Aku berbalik, kembali menatap gedung asrama yang sebentar lagi akan ku huni. Gedung empat tingkat berukuran besar, dengan pilar-pilar yang berdiri kokoh setinggi bangunan. Dari desain gedungnya, masih terlihat baru dan seperti asrama pada umumnya.

Gedung ini memang berada di dekat jalan raya, hanya saja wilayah di sekitarnya cuma ada satu perumahan dengan jumlah sedikit, serta hutan yang menjadi pagar alamnya. Jalan ini juga setahuku merupakan satu-satunya akses ke pantai yang jarang di kunjungi karena berada di ujung pelosok perkampungan.

Aku bisa membayangkan, bagaimana sepinya tempat ini kala malam hari. Tak ada lampu jalan, tak ada penerangan di ujung-ujung pagar pembatas dekat hutan, dan satu-satunya hiburan mungkin... Berharap di berikan oleh kompleks perumahan di dekat kami.

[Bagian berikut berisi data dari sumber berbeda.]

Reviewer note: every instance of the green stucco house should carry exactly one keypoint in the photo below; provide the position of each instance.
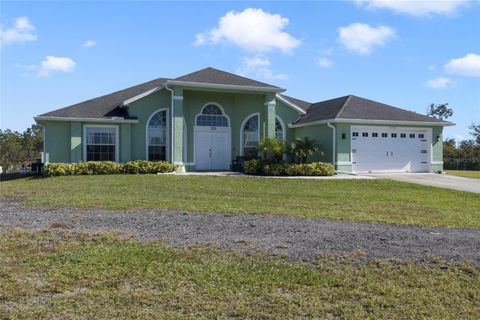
(206, 119)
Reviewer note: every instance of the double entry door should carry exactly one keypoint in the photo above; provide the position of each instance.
(212, 148)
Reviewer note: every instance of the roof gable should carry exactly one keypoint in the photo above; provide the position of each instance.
(219, 77)
(106, 106)
(356, 108)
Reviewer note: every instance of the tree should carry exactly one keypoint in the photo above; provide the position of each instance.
(300, 149)
(475, 127)
(439, 111)
(17, 148)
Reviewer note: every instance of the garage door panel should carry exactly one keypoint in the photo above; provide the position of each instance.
(390, 149)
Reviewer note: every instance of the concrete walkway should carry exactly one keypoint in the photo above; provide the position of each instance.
(432, 179)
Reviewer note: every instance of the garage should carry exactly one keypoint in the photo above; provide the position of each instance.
(390, 149)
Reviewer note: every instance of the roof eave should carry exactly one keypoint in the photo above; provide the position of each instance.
(204, 85)
(70, 119)
(294, 106)
(374, 121)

Aku melewati kebun-kebun jagung yang sengaja di tanam oleh para pekerja bangunan yang sedang mendirikan salah satu gedung yang baru selesai sepertiganya. Mungkin diizinkan oleh pemilik sekolah, ketimbang harus melihat halaman depan yang di tumbuhi rumput liar, lebih baik membiarkan mereka menggunakannya untuk bercocok tanam.

"Makan, dek?" tawar salah satu dari pekerja bangunan yang sedang berisitirahat sambil memakan mie instan di dalam kemasannya, serta nasi kepal yang di gigit di dalam bungkusannya.

Aku tersenyum sambil mengangguk, ternyata salah satu dari mereka menyadari tatapan ku. "Terimakasih atas tawarannya, Pak." ucapku sungkan. "Saya mau beres-beres barang di kamar dulu." lanjutku sambil menunjuk gedung dengan lima jariku. Yang ku tahu, Rasulullah selalu begitu kalau menunjuk sesuatu dengan jarinya. Beliau tak akan menunjuk dengan salah satu jari, melainkan dengan kelimanya.

"Hehe, ya sudah dek. Baik-baik sekolahnya ya, semoga jadi anak pinter dan bisa keluar dari asrama tiga tahun." ucapnya sembari tersenyum. Tiga tahun yang di maksud merujuk ke kelas sepuluh, sebelas dan dua belas. Aku mengucapkan salam ketika meninggalkannya.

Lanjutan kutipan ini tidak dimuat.